The inquiry needs to agree with The National Archives (and, where applicable, the Cabinet Office and sponsoring department) what is required for permanent preservation. This includes agreement over the destruction of information which is deemed to have no long-term value. In the course of evaluating the value of inquiry records, teams should consider the following:
- It should be made clear which records of the inquiry are required for permanent preservation, including such administrative records as can demonstrate effectively the independence of the inquiry process
- The inquiry should store and maintain any records identified for transfer in accordance with best practice prior to their transfer. (For more details about managing records see the Freedom of Information Act section 46 Code of Practice)

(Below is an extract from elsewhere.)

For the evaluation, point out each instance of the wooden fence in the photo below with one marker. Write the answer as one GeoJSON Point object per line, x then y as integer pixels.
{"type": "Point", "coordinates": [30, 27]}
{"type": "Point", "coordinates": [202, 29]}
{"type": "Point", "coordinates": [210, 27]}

- Selection decisions are not based on the format of the records but on the nature and contents. However, the format and any metadata or licensing issues need to be identified and raised at an early stage with The National Archives or sponsoring department
- Original records (or parts of a record) should not be permanently destroyed solely because they are highly sensitive. To do so would compromise the authenticity of the record and detract from the accountability and credibility of the inquiry and they can be given the necessary protection by means short of destruction
- Any remaining records of the public inquiry not selected for permanent preservation can be set for destruction or review after a stated period. These should be agreed with The National Archives
- The inquiry team needs to demonstrate that there is a mechanism in place for the secure destruction of agreed material and including electronic backups
- Most administrative and housekeeping records can be destroyed in accordance with generic retention scheduling guidelines issued by The National Archives
- Disposal schedules should be passed to the sponsoring department, which detail relevant records and the date of which they were destroyed. The National Archives has published a retention schedule for public inquiries, which inquiries set up under the Inquiries Act 2005 should use. The National Archives recommends that that all other inquiries adopt this retention schedule as best practice.
- The National Archives can be contacted for ongoing advice on selection and disposal, by phone or via the following email: firstname.lastname@example.org.
The inquiry team should consider the following pieces of information for permanent preservation (although this is not an exhaustive list):
- the inquiry report, including the initial draft report, subsequent drafts in which substantial changes were made and the final published version
- the contents of the inquiry website
- audio records and transcripts of interviews and hearings
- all evidence relevant to the terms of reference
- all minutes of the inquiry panel or meetings held during the course of the inquiry by the panel
- correspondence by the inquiry team with members of the public, interested parties, and government bodies
- witness statements and expert reports
- evidence of steps taken to secure the attendance of witnesses
- all written submissions and transcripts of oral submissions
- establishment documentation including terms of reference, protocols created by the inquiry to regulate its conduct, policies concerning the conduct of the inquiry, advice given by counsel to the inquiry in relation to its conduct, criteria used for determining the relevance of material presented to the inquiry from all sources, internal procedures and overall costings.